Title (Hers Hers from Mine Mine) is meaningless to the story - it's a file-folder name system I have.

((edit 6/22/2013) If you want to give feedback just take note that I wrote this maybe a year ago or so - I have improved my grammar, use of fragmented sentences, and abuse of dialogue tags (etc). I have significantly improved my writing style since posting this here and I even believe I've rewritten this first chapter considerably. I have put this book on hold, though - and last week when I tried to add to the story I found that I was too irritated with my rusty old writing style and pushed it aside again.)

Overall premise:
Vee is haunted by her past with her ex husband who had become abusive (mirrored after my own life a little), and has to contend with that emotional baggage while dealing with a budding relationship with someone who also has serious emotional baggage (Chad - Stephanie's boss - has a 'psychological issue').

She begins to think that there's something seriously wrong with her - as how she only seems to attract men who have serious issues.

Things become complicated when she learns of his issue and why he can't/won't have a relationship with her -- and then her ex husband works his way back into the picture when she has to return to Bellefonte (her hometown) to take care of her old house that she left behind.

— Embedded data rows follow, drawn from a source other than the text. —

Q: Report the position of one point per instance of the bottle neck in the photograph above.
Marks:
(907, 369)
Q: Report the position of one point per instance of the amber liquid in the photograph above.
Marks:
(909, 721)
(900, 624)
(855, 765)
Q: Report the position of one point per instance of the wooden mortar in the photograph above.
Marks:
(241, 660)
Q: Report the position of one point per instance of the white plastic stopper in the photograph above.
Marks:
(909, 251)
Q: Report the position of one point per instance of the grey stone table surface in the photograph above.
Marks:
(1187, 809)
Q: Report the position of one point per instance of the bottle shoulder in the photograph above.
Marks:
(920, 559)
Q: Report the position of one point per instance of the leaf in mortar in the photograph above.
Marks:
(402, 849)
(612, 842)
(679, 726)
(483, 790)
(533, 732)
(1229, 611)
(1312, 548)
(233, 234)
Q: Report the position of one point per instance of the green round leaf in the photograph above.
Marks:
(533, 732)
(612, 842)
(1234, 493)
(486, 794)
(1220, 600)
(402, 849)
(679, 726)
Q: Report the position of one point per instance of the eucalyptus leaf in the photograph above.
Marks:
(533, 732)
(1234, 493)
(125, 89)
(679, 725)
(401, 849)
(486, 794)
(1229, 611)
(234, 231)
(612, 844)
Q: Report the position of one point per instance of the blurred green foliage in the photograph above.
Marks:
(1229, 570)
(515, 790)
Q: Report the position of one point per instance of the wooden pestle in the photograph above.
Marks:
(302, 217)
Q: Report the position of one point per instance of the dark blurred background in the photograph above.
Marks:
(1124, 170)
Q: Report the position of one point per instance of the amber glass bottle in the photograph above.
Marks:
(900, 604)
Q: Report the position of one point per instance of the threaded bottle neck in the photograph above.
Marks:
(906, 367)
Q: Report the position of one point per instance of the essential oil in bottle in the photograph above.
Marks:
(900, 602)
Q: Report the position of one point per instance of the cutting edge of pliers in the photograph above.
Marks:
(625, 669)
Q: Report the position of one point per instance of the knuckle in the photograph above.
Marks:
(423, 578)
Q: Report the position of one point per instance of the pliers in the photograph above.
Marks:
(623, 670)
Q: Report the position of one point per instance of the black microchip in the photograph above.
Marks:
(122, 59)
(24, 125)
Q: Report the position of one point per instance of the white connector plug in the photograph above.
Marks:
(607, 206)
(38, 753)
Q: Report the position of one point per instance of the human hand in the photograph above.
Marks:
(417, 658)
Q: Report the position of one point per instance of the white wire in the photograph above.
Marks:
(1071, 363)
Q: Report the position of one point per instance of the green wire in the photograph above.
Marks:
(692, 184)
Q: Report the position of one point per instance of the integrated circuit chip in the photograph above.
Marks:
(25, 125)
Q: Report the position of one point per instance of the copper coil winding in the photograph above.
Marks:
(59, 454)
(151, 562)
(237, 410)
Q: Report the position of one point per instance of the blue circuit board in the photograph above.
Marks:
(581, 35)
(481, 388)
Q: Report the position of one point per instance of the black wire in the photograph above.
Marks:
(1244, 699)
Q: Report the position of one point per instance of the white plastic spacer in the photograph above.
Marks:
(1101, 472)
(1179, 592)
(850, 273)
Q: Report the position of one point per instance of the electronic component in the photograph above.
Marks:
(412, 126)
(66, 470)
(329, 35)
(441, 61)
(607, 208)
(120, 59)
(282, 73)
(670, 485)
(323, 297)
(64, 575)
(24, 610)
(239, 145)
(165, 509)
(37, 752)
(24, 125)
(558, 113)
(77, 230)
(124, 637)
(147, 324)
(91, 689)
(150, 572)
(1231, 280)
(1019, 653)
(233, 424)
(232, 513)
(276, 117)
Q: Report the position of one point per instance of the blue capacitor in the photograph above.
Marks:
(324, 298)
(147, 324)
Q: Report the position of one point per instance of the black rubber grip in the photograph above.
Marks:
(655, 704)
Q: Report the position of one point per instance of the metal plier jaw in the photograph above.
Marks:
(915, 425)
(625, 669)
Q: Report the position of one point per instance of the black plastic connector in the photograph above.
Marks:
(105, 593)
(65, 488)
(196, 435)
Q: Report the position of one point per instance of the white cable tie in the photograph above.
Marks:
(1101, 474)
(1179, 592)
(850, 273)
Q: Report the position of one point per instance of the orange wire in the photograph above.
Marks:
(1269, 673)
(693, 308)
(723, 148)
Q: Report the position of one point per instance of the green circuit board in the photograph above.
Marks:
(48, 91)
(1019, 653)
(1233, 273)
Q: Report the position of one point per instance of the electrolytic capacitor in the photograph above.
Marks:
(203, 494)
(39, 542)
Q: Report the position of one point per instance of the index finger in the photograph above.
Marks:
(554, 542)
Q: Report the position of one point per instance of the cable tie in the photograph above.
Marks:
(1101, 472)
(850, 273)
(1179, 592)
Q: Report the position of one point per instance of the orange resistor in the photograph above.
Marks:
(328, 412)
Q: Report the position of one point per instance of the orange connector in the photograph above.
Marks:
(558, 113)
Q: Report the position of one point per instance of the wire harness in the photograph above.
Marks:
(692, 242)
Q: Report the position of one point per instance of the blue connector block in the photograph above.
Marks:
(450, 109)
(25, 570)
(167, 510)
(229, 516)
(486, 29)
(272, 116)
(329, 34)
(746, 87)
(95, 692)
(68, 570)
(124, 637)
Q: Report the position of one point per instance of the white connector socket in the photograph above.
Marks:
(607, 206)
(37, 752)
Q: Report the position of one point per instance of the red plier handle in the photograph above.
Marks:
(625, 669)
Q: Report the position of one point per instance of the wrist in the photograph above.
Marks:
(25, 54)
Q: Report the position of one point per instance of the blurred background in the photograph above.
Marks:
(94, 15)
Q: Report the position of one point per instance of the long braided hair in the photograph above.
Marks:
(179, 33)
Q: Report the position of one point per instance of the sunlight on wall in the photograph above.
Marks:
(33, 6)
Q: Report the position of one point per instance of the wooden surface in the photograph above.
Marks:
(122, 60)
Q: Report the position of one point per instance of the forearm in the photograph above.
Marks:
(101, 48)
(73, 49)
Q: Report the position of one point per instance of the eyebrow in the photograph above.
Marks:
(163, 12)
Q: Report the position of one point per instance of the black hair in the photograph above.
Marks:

_________________________________________________________________________________

Chapter One:

         He trapped me in his little world with romantic poems about my eyes—how green they were and they made him think of emeralds. Or my lovely locks of lengthy blond hair and how it made him think of corn silk. My creamy white thighs and plentiful breast…on and on. I yummed it all up, too—back in the days of being a teen in college. Being smart has its curse—I graduated from high school early, rushed into college—and then just wasn't ready for a guy like him. I was so smart I was stupid.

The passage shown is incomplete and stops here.